Into the Valley…
The most vivid impression made on me growing up in Rhodesia during the 1960’s – when I started to get interested in wildlife – resulted from the stories I kept hearing from my parents’ hunting friends about “the Valley.”
Just the name marked it as special. If you went into any other part of the country that was described as a trip into “the Bush” but once you dropped over the Zambezi Escarpment you were in “the Valley” because the Valley was different.
To me it sounded like the original, raw Africa – straight out of the pages of a novel by Robert Ruark whose works I had just discovered at that time. Listening avidly to accounts of hunting and fishing trips – ecotourism did not feature too highly in those days – I learnt of the searing heat; the hordes of biting tsetse fly and irritating mopane fly; of long stalks after elephant and buffalo through thick jesse bush with the ever-present danger of bumping into an uptight black rhino or unseen lion.
It seemed you had not experienced life unless you had been treed by a rhino or your fishing tackle had been broken up by a 10kg tiger or you had blown the head gasket on your overloaded Landrover as it toiled back up the Escarpment towards civilisation.
It took me a long time to get into the Valley and see all this for myself. Initially I was too young to get invited along on the hunting trips and then I was out of the country at university and working in South Africa. From about 1975 the intensifying Rhodesian bush war closed down access to most of the region bar Victoria Falls.

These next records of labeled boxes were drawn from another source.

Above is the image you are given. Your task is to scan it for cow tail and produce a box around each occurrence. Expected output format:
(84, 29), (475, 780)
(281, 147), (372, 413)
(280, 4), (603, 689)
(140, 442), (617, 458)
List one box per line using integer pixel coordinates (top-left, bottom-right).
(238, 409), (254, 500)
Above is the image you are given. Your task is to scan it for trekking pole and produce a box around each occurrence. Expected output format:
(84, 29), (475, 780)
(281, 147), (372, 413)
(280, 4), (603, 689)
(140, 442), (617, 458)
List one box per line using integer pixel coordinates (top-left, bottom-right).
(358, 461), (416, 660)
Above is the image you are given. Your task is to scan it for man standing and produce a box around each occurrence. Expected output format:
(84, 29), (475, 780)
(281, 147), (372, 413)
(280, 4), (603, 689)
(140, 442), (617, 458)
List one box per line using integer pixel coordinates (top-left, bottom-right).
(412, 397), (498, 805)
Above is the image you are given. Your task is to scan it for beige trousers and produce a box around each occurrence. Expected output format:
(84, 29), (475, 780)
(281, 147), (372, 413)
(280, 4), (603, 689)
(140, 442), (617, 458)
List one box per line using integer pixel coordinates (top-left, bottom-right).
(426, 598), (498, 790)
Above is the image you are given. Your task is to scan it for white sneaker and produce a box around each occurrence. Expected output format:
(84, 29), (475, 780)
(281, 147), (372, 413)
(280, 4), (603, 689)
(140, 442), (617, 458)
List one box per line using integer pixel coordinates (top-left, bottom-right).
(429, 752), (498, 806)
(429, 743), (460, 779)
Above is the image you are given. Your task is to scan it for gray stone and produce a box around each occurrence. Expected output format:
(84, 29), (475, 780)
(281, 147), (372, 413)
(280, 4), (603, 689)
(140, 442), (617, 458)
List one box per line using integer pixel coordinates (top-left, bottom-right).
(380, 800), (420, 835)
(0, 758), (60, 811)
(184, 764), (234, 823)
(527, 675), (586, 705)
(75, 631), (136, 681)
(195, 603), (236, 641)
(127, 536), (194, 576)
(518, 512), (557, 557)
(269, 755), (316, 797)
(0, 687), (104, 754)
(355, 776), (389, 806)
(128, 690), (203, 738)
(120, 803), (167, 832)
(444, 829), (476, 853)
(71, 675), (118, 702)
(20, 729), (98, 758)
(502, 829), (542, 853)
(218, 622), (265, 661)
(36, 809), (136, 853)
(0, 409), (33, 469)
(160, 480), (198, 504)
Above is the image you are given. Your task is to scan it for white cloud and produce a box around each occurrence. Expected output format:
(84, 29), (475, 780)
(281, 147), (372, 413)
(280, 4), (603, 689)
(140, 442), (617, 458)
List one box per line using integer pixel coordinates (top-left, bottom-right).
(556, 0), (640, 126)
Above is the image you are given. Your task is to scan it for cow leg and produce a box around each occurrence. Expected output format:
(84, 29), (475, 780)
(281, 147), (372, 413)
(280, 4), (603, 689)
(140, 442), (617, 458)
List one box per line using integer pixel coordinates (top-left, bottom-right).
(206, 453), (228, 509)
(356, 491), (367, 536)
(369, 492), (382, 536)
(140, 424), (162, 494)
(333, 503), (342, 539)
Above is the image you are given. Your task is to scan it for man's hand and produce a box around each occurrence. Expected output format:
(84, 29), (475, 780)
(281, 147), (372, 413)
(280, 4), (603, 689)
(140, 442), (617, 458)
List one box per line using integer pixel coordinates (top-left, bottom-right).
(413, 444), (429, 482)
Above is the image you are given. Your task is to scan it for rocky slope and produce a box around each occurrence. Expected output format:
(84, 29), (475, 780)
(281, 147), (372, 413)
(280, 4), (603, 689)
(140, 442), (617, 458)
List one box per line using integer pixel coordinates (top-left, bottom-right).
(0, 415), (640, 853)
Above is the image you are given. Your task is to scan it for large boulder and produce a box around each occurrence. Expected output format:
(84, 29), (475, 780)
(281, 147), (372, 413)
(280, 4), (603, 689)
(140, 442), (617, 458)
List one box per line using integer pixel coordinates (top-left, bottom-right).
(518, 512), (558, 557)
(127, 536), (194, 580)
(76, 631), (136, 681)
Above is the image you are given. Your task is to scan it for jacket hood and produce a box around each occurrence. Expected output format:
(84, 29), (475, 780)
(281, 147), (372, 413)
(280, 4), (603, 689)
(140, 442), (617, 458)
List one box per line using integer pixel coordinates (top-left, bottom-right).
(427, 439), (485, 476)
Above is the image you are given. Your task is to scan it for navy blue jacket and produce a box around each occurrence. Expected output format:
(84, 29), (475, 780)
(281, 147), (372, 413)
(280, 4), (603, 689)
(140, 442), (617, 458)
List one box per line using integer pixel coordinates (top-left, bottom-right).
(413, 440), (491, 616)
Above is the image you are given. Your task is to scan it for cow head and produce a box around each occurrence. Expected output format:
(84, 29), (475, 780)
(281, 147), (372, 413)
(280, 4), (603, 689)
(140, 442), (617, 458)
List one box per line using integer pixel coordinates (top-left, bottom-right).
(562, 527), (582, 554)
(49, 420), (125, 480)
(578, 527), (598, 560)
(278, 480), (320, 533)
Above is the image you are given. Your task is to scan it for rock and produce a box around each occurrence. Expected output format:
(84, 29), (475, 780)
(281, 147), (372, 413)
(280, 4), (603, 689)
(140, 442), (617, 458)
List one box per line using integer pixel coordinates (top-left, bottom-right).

It was only from the mid-1980’s that I got into the Valley properly and discovered that all I had been told was true. Over the next 15 years I made a series of trips to get to the places I had heard so much about – like Deka, Binga, Mlibizi, Matusadona, Mana Pools, Kariba and Chizarira.
I added a few I found on my own – such as the small flood plain just inside the Zimbabwe border at Kazangula and controlled by Imbabala Lodge – which hosted all the Botswana/Okavango “specials” such as Slaty Egret; Brown Firefinch; Hartlaub’s Babbler and Chirping Cisticola in addition to the usual Zambezi suspects like Western-banded Snake Eagle and African Skimmer .

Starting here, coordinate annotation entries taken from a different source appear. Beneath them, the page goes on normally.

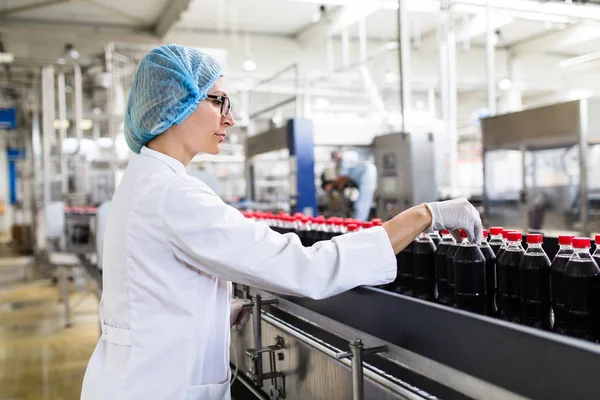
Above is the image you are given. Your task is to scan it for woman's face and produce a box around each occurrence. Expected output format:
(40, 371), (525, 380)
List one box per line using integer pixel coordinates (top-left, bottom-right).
(179, 77), (235, 154)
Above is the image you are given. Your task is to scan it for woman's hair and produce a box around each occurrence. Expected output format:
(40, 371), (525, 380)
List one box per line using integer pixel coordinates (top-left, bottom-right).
(125, 44), (222, 153)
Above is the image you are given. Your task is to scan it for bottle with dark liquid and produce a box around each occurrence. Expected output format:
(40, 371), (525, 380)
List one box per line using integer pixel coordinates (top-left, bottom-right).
(563, 238), (600, 341)
(479, 230), (498, 316)
(592, 235), (600, 274)
(453, 234), (487, 315)
(496, 229), (515, 260)
(429, 231), (442, 249)
(440, 230), (467, 307)
(519, 234), (550, 330)
(550, 236), (574, 333)
(496, 232), (525, 322)
(435, 231), (456, 302)
(413, 233), (436, 301)
(489, 226), (505, 257)
(392, 241), (415, 296)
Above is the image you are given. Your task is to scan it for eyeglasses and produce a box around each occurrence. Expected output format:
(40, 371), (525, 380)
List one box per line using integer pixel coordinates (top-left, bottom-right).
(206, 94), (232, 117)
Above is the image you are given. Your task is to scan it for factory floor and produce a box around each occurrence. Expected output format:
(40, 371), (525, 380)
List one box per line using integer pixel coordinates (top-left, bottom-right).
(0, 257), (99, 400)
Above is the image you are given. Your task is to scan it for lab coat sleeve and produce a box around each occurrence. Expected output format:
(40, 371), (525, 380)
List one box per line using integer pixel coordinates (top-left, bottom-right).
(162, 178), (396, 299)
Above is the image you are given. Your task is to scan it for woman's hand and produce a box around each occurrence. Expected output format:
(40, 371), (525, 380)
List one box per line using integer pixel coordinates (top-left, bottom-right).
(229, 299), (250, 330)
(425, 197), (483, 243)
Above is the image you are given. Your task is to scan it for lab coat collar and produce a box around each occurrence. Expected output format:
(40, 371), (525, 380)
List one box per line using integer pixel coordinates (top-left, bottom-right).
(140, 146), (187, 175)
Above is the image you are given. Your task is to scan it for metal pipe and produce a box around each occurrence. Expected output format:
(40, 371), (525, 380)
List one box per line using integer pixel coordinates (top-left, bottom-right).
(42, 66), (55, 211)
(396, 0), (406, 132)
(447, 10), (458, 196)
(350, 339), (365, 400)
(342, 28), (350, 67)
(326, 36), (334, 71)
(252, 294), (263, 387)
(398, 0), (412, 132)
(485, 0), (497, 115)
(57, 72), (69, 194)
(358, 18), (367, 61)
(579, 99), (590, 236)
(73, 64), (83, 143)
(250, 96), (298, 119)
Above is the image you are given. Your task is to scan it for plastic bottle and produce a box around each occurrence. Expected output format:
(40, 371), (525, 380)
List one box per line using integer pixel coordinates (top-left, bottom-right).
(435, 231), (456, 301)
(550, 236), (574, 333)
(429, 231), (442, 248)
(479, 230), (498, 316)
(496, 232), (525, 322)
(519, 234), (551, 330)
(592, 235), (600, 272)
(442, 230), (468, 306)
(563, 238), (600, 341)
(490, 226), (504, 257)
(452, 232), (487, 315)
(347, 224), (360, 233)
(390, 241), (415, 296)
(297, 215), (311, 247)
(413, 233), (436, 301)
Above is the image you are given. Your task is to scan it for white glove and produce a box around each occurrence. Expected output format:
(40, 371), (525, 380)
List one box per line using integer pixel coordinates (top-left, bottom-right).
(425, 197), (483, 243)
(229, 299), (250, 330)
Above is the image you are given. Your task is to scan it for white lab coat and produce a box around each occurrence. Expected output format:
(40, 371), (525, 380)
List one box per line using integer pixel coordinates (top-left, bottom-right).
(81, 148), (396, 400)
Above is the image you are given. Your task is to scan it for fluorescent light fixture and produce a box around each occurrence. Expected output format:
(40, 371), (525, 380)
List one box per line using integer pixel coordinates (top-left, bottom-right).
(54, 119), (71, 129)
(271, 114), (283, 126)
(313, 97), (331, 108)
(81, 119), (94, 131)
(96, 137), (114, 149)
(383, 71), (400, 83)
(242, 58), (256, 72)
(457, 14), (514, 41)
(558, 52), (600, 69)
(0, 53), (15, 64)
(498, 78), (512, 90)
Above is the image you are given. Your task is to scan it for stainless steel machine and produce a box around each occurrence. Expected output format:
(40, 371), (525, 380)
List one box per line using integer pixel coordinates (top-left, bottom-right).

That was a birding mecca during the mid- 1990’s when Kit Hustler – former curator of ornithology at the National Museum in Bulawayo – worked at Imbabala as a professional guide. He just kept finding new birding attractions.

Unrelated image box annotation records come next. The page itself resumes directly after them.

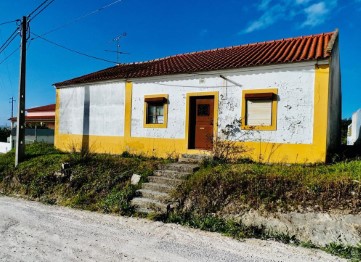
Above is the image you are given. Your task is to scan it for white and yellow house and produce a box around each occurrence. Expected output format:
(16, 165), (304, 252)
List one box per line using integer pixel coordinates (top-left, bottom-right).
(55, 30), (341, 163)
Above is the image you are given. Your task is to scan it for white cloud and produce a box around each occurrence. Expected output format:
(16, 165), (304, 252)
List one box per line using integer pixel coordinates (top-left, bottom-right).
(240, 0), (338, 34)
(302, 0), (337, 27)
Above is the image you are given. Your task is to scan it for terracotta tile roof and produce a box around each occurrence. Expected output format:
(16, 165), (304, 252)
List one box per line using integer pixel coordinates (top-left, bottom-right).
(26, 104), (55, 112)
(54, 30), (338, 87)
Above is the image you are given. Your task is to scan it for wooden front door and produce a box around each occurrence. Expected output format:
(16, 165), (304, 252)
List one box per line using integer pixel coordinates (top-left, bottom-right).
(194, 97), (214, 150)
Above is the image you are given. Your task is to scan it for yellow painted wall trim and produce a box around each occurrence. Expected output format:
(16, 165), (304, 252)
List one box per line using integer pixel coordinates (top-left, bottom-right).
(241, 88), (278, 131)
(54, 89), (60, 147)
(55, 65), (329, 163)
(185, 91), (219, 150)
(143, 94), (169, 128)
(124, 82), (133, 139)
(313, 65), (330, 162)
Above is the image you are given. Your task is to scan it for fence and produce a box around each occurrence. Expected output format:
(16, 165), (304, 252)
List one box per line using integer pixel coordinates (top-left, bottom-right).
(12, 128), (54, 145)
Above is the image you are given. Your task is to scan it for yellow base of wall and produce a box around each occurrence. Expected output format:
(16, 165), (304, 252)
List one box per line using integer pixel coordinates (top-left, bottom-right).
(55, 134), (326, 163)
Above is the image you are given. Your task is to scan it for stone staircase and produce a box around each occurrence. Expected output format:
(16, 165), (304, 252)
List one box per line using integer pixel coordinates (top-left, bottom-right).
(131, 154), (204, 214)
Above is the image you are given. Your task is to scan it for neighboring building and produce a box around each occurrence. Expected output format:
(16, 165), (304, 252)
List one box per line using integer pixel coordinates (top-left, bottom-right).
(9, 104), (55, 146)
(347, 109), (361, 145)
(55, 30), (341, 163)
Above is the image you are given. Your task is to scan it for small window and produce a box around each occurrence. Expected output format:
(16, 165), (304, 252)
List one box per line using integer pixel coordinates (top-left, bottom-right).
(147, 102), (164, 124)
(144, 95), (168, 128)
(197, 104), (210, 116)
(242, 89), (277, 130)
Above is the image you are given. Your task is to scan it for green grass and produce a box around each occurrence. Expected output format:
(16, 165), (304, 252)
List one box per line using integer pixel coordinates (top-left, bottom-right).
(174, 161), (361, 215)
(0, 143), (361, 261)
(160, 212), (361, 262)
(0, 143), (163, 214)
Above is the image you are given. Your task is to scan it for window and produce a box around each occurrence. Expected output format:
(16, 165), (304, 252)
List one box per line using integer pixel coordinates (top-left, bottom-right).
(242, 89), (277, 130)
(144, 95), (168, 128)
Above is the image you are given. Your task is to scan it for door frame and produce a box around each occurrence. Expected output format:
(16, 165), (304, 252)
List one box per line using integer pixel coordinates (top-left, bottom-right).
(185, 91), (219, 150)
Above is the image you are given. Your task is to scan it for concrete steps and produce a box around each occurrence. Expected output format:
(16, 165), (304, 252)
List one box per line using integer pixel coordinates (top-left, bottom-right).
(131, 155), (203, 214)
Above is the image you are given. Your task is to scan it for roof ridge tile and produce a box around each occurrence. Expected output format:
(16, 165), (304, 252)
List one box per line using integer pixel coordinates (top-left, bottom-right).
(54, 30), (338, 87)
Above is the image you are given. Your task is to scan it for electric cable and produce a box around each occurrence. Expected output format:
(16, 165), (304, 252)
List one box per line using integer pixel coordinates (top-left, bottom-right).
(27, 0), (55, 22)
(35, 0), (123, 39)
(30, 33), (118, 64)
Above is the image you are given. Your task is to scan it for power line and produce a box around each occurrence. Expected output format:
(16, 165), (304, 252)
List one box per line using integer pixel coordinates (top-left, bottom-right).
(0, 19), (20, 26)
(27, 0), (55, 22)
(0, 47), (20, 65)
(35, 0), (123, 39)
(0, 27), (19, 54)
(31, 33), (118, 64)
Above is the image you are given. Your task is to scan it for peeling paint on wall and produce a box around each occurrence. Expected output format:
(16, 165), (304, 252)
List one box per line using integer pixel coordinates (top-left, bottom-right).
(132, 65), (315, 144)
(59, 82), (124, 136)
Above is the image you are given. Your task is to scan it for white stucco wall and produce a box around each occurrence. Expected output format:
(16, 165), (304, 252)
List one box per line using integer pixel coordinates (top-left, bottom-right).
(58, 81), (125, 136)
(347, 109), (361, 145)
(131, 63), (315, 144)
(327, 39), (341, 150)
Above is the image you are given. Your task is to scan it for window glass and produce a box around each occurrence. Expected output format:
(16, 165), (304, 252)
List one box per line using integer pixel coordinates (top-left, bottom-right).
(147, 102), (164, 124)
(246, 99), (272, 126)
(197, 104), (210, 116)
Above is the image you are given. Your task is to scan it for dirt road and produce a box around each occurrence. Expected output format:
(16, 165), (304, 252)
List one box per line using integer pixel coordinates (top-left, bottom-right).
(0, 196), (342, 262)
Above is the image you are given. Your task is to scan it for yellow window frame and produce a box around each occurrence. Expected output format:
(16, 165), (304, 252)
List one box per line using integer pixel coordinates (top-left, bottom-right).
(241, 88), (278, 131)
(143, 94), (168, 128)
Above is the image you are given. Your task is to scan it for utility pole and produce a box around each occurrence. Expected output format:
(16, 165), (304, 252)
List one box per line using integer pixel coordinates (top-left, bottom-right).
(15, 16), (28, 166)
(104, 32), (129, 65)
(9, 96), (16, 149)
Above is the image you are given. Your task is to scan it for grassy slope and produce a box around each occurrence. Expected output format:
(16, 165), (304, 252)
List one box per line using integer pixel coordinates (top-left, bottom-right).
(0, 144), (361, 261)
(0, 143), (161, 214)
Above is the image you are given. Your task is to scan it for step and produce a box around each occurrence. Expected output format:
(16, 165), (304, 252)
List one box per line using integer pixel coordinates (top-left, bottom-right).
(135, 207), (155, 214)
(178, 157), (203, 164)
(154, 170), (191, 180)
(137, 189), (170, 203)
(178, 154), (210, 164)
(181, 154), (210, 160)
(148, 176), (183, 187)
(142, 183), (174, 193)
(161, 163), (199, 173)
(131, 197), (167, 213)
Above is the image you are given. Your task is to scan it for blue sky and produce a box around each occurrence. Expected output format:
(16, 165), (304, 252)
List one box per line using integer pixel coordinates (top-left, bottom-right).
(0, 0), (361, 125)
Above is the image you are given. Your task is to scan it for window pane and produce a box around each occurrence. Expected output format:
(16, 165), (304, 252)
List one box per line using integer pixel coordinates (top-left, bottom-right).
(157, 105), (163, 116)
(147, 116), (156, 124)
(246, 100), (272, 126)
(147, 102), (164, 124)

Much more recently I discovered the Gorges Lodge situated on the lip of the Zambezi gorge downstream of Victoria Falls where you can watch Peregrine Falcon, Verreaux’s Eagle and Augur Buzzard soar past as you sip a beer on your verandah.
Zimbabwe’s “honeymoon” period ended from about 2000 as former President Robert Mugabe embarked on his land grab campaign which destroyed the country’s economy putting Zimbabwe into the downward spiral which continues to this day.
There are still great ecotourist destinations in the Valley but they are just that much more expensive – although still a bargain compared to Botswana – and harder to get to these days.